Ce qui m'a le plus surpris, c'est que notre réalité française n'est finalement pas si partagée en Europe. La librairie reste un acteur fragile au niveau européen, et jusqu'à maintenant, l'Union européenne avait plutôt décidé de laisser à chaque pays le soin d'organiser son système. Il y a peut-être une réflexion politique à faire aujourd'hui au niveau européen, car la librairie constitue un élément du patrimoine et de l'identité européens. Et surtout elle reste un lieu pour repenser le monde de demain. En laissant aux pays la liberté de choisir leur propre modèle, on constate que certains font des choix très différents des nôtres.
Votre étude dresse-t-elle un panorama pessimiste du secteur ?
Pas du tout. Le modèle français est unique et très positif. Il ne faudrait pas y renoncer en raison d’un contexte économique difficile. L'action collective me semble particulièrement intéressante, notamment celle que nous avons développée en France, entre libraires et éditeurs indépendants. Ce n'est pas un hasard si les nouvelles formes d'action collective en Europe vont dans ce sens.
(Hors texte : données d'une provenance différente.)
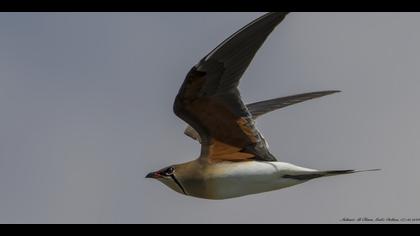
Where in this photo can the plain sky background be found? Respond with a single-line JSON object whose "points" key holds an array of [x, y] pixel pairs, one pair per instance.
{"points": [[86, 112]]}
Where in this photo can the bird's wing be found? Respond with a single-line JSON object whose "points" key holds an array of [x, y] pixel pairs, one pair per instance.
{"points": [[209, 100], [261, 108]]}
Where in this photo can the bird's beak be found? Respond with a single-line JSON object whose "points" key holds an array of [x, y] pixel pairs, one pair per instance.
{"points": [[153, 175]]}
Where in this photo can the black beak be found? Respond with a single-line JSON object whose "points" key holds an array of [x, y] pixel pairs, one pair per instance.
{"points": [[152, 175]]}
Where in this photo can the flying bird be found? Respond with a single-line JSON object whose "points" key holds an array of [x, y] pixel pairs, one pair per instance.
{"points": [[235, 159]]}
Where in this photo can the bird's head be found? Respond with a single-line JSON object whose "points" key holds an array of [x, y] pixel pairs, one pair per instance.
{"points": [[168, 177]]}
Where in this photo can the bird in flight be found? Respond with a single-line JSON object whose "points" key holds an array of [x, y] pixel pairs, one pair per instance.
{"points": [[235, 160]]}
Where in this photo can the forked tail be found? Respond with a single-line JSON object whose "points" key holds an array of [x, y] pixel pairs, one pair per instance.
{"points": [[345, 172], [319, 174]]}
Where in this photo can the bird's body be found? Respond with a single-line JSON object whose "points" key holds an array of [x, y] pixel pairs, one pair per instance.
{"points": [[235, 159], [226, 180]]}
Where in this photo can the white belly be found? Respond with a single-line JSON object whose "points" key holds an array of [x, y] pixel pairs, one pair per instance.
{"points": [[230, 180]]}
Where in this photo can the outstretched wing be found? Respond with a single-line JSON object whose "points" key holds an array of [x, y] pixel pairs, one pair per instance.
{"points": [[210, 102], [261, 108]]}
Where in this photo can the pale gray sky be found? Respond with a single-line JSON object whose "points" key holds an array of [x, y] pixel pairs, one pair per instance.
{"points": [[86, 111]]}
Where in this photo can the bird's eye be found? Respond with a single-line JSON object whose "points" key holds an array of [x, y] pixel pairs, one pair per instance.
{"points": [[170, 171]]}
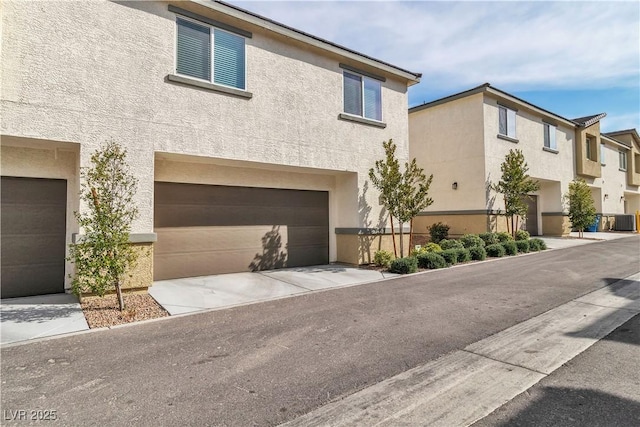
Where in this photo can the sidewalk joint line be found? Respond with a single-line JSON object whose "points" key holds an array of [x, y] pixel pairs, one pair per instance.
{"points": [[283, 281], [633, 310], [506, 363]]}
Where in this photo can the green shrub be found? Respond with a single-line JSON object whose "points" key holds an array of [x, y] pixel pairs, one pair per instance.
{"points": [[463, 254], [489, 238], [429, 247], [431, 260], [504, 237], [478, 253], [496, 250], [451, 244], [510, 247], [471, 240], [404, 265], [536, 244], [523, 246], [432, 247], [438, 232], [450, 255], [382, 258]]}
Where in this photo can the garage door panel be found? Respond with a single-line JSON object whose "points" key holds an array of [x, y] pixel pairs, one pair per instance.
{"points": [[33, 236], [33, 248], [23, 219], [194, 216], [229, 229]]}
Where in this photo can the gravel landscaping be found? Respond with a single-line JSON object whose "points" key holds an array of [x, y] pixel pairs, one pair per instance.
{"points": [[104, 312]]}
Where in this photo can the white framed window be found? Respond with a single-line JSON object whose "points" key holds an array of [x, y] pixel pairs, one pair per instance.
{"points": [[623, 160], [590, 149], [208, 53], [362, 96], [507, 121], [550, 136]]}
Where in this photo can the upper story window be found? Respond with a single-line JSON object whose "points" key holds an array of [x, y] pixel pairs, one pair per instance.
{"points": [[362, 96], [623, 160], [507, 121], [590, 148], [208, 53], [550, 136]]}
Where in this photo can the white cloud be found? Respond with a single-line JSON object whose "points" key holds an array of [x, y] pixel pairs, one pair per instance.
{"points": [[515, 45]]}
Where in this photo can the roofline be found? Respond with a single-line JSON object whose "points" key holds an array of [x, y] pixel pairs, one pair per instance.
{"points": [[632, 131], [285, 30], [596, 118], [615, 141], [487, 88]]}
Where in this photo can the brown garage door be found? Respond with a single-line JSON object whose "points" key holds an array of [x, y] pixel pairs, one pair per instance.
{"points": [[213, 229], [33, 236]]}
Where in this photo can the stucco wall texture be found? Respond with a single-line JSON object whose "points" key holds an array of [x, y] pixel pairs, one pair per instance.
{"points": [[458, 142], [86, 72]]}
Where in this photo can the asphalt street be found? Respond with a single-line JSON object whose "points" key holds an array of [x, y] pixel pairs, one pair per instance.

Comment les libraires résistent-ils aux bouleversements du secteur ?
J'identifie quatre axes de résistance que j'appelle les « deux P et deux C ». Les deux P correspondent aux notions de « professionnalisation » et de « performance ». La professionnalisation, c'est l'action collective, les syndicats, les événements, se structurer comme un groupe professionnel avec une identité et des arguments. La performance, c'est optimiser la gestion, mieux maîtriser ses achats et retours, négocier les conditions commerciales. Mais j'ai l'impression qu'après 20 ans de course à la performance, les libraires s’interrogent sur le sens de ces efforts. Ils sont devenus des champions de la gestion, mais cela reste toujours le commerce le moins rentable. L’année 2025 est criante à cet égard.
Et les deux C ?
Curation et communauté. La curation, c'est le filtrage de l'offre pour être acteur de la recommandation face à une offre hyper-abondante. C'est l'enjeu central aujourd'hui. La communauté, c'est faire vivre la librairie sur un territoire. Il y a d'ailleurs une petite voix, encore minoritaire, de libraires qui refusent de développer leur présence sur les réseaux sociaux. Ils disent préférer miser sur l'authenticité et ce qui les différencie d'Amazon, en privilégiant la relation humaine directe avec leurs clients.
Quelles sont vos perspectives de recherche après cette étude ?
Je réfléchis à un projet autour des librairies de la Méditerranée mais aussi à la transition écologique dans le monde du livre et à l’impact de l’intelligence artificielle qui suscite fantasmes et folles promesses.